Children walk back to school in Gaza after five-month shutdown

Health workers will sanitize Gaza's 751 schools twice a day, officials said.

A Palestinian girl looks out of a classroom window as she attends a lesson on the first day of a new school year, at a United Nations-run school in Khan Young in the southern Gaza Strip (photo credit: REUTERS/IBRAHEEM ABU MUSTAFA)
A Palestinian girl looks out of a classroom window as she attends a lesson on the first day of a new school year, at a United Nations-run school in Khan Young in the southern Gaza Strip
(photo credit: REUTERS/IBRAHEEM ABU MUSTAFA)
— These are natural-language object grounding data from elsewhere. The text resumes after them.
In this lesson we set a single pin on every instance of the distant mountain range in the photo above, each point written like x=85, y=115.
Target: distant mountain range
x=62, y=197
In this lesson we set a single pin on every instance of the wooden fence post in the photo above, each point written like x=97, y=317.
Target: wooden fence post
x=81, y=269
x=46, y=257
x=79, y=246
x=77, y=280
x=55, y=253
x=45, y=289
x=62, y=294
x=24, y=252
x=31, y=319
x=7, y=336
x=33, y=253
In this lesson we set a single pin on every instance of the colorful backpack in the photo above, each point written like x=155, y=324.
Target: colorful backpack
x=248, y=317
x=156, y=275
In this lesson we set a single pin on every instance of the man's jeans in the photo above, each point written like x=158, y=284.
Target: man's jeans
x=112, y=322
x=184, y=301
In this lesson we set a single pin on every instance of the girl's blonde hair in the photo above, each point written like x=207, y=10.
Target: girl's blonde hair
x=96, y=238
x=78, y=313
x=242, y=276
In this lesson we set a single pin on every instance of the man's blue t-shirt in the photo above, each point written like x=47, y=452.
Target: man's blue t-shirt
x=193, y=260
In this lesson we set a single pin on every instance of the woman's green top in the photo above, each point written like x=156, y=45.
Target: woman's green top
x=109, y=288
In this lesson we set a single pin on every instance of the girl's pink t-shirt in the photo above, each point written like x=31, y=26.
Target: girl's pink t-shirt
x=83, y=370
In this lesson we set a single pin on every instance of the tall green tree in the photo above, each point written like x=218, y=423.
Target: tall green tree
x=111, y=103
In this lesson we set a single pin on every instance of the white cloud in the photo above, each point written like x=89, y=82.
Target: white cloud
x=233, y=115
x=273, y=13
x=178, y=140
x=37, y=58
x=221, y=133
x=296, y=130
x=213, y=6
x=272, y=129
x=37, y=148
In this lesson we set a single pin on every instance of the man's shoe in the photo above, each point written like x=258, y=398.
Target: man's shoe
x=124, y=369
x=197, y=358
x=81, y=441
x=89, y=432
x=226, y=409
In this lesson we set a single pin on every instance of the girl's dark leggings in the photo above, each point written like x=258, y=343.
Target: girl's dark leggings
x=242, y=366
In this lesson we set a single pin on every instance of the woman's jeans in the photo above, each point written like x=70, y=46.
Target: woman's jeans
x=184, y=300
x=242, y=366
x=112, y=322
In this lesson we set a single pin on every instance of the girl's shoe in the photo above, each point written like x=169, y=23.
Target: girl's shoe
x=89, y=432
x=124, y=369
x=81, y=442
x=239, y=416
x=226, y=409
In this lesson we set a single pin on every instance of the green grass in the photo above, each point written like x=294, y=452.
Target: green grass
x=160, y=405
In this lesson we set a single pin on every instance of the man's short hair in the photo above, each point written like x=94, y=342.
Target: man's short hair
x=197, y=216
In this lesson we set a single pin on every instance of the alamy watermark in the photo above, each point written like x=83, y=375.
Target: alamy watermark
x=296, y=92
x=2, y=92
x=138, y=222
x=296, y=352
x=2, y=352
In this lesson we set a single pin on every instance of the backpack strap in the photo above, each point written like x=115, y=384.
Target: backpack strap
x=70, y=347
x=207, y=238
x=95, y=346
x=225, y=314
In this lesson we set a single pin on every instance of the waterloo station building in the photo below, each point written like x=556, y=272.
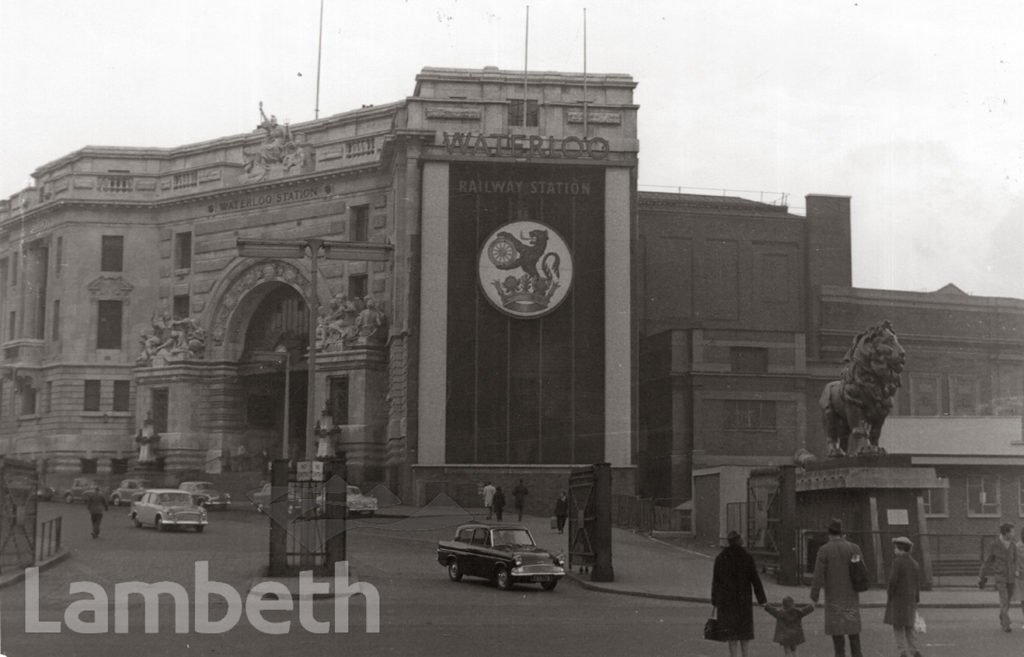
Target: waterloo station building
x=497, y=301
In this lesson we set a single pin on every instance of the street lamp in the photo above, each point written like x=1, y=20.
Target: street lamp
x=297, y=249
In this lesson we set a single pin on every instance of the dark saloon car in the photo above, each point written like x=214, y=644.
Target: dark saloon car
x=505, y=554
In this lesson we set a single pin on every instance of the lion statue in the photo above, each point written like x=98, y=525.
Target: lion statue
x=855, y=406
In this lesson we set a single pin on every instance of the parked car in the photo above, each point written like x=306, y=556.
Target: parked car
x=165, y=508
x=127, y=490
x=505, y=554
x=80, y=487
x=359, y=505
x=206, y=494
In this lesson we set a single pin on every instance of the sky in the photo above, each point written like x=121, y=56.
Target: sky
x=911, y=108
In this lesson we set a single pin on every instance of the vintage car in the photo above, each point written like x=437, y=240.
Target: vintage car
x=359, y=505
x=505, y=554
x=166, y=508
x=127, y=490
x=80, y=487
x=206, y=494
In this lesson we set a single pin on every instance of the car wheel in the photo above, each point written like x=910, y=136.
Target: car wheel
x=502, y=578
x=455, y=570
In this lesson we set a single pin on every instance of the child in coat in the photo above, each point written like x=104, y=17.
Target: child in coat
x=788, y=623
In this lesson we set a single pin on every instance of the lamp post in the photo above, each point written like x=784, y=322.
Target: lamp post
x=297, y=249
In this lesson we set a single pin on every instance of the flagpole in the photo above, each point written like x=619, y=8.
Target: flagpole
x=525, y=69
x=586, y=131
x=320, y=45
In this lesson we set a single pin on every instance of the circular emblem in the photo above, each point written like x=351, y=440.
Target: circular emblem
x=525, y=269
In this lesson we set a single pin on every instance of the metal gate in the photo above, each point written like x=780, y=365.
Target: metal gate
x=18, y=483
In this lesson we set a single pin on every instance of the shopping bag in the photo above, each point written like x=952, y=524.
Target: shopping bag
x=713, y=630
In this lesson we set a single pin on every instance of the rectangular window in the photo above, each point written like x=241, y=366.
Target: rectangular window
x=182, y=251
x=936, y=502
x=983, y=496
x=515, y=113
x=338, y=399
x=109, y=324
x=91, y=396
x=741, y=414
x=751, y=359
x=180, y=306
x=122, y=390
x=112, y=253
x=357, y=287
x=360, y=223
x=159, y=408
x=55, y=321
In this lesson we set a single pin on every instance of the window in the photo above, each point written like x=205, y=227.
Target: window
x=91, y=401
x=743, y=414
x=983, y=496
x=338, y=399
x=122, y=389
x=112, y=253
x=357, y=287
x=182, y=251
x=360, y=223
x=936, y=502
x=109, y=324
x=753, y=359
x=55, y=321
x=515, y=113
x=180, y=306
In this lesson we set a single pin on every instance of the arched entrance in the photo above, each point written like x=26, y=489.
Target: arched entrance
x=272, y=367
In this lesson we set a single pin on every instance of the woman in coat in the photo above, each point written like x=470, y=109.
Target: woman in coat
x=734, y=576
x=902, y=599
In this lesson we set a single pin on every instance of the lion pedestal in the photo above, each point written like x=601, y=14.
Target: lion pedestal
x=877, y=497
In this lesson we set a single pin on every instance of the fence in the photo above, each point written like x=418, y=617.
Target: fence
x=645, y=515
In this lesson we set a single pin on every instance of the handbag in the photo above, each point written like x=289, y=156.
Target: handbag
x=713, y=631
x=858, y=574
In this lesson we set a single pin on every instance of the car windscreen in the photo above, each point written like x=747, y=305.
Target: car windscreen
x=174, y=499
x=512, y=537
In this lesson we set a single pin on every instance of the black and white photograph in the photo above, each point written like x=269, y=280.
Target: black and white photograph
x=581, y=327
Hundreds of thousands of children walked through the streets of the Gaza Strip on Saturday to return to classes after five months of shutdown - though authorities said they were ready to close schools again if coronavirus cases spike.
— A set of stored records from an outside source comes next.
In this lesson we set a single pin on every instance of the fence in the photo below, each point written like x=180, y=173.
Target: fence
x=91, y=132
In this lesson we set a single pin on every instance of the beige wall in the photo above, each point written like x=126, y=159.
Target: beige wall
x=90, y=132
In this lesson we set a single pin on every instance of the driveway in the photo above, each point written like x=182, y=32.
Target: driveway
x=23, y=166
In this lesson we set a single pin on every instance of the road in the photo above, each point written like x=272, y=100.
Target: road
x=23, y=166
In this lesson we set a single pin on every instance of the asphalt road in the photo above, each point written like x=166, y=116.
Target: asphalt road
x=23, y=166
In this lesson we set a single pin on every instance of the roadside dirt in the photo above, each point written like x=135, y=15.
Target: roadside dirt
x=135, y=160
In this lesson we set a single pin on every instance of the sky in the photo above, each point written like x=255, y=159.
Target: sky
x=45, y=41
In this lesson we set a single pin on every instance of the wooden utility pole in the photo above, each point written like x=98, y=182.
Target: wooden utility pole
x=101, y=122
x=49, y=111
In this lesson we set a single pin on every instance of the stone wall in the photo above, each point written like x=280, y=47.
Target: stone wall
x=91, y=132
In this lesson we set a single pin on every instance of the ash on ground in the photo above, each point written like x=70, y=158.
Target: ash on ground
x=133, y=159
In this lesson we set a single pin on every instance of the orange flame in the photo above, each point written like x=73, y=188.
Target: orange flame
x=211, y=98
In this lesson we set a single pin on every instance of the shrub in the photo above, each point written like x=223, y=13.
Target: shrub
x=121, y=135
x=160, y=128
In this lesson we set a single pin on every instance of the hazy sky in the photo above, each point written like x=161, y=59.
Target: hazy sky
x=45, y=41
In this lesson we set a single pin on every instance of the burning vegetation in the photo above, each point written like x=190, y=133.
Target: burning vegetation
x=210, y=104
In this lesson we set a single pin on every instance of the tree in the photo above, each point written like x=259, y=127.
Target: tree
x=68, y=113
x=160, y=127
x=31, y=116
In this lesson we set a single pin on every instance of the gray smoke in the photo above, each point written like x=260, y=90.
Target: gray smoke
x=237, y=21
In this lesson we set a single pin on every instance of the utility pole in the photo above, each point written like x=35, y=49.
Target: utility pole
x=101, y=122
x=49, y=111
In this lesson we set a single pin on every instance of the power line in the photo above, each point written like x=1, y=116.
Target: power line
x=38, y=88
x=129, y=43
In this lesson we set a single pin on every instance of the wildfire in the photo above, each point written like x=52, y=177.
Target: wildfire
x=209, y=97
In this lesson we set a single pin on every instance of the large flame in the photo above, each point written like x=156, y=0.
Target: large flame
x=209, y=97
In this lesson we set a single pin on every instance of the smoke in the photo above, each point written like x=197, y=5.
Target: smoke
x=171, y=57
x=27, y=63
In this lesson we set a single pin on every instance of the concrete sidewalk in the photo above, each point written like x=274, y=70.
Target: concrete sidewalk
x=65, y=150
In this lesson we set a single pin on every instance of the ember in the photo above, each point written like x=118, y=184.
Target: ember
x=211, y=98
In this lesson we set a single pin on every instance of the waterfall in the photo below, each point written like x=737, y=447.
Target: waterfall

Pupils mingled freely before heading into playgrounds for roll call and filing into classrooms. At one school in the northern Jabalia refugee camp, teachers wearing face masks welcomed children and offered to sanitize their hands.
Gaza, mostly cut off from the world by an Israeli-led blockade, has not recorded any COVID-19 cases in the towns and refugee camps where around two million Palestinians live.
Just 78 infections and one death have been recorded in quarantine centers. But, fearing any outbreak would overwhelm the health system, the territory's Islamist Hamas-run education ministry shut down schools in March and students completed the remainder of the school year online.
"We want everyone to realize that education amid (the) corona pandemic is different, and things don't proceed as they normally would," said Farid Abu-Athra, an education official with the United Nations Relief and Works Agency (UNRWA) in Gaza.
"So far in Gaza the situation is better, and it allows us to open schools normally," he told Reuters.
Health workers will sanitize Gaza's 751 schools twice a day, officials said. Children do not have to wear masks but must bring their own lunch and outdoor breaks are banned.
Plans were already in place to halt classes should the virus spread into Gaza's densely-populated towns, Abu-Athra said.
About 40 km (25 miles) away in the West Bank, which has reported a spike in COVID-19 cases, high school classes began this week but elementary schools remain closed.
West Bank health officials have reported 94 deaths and 13,600 cases, most of them in the last two months.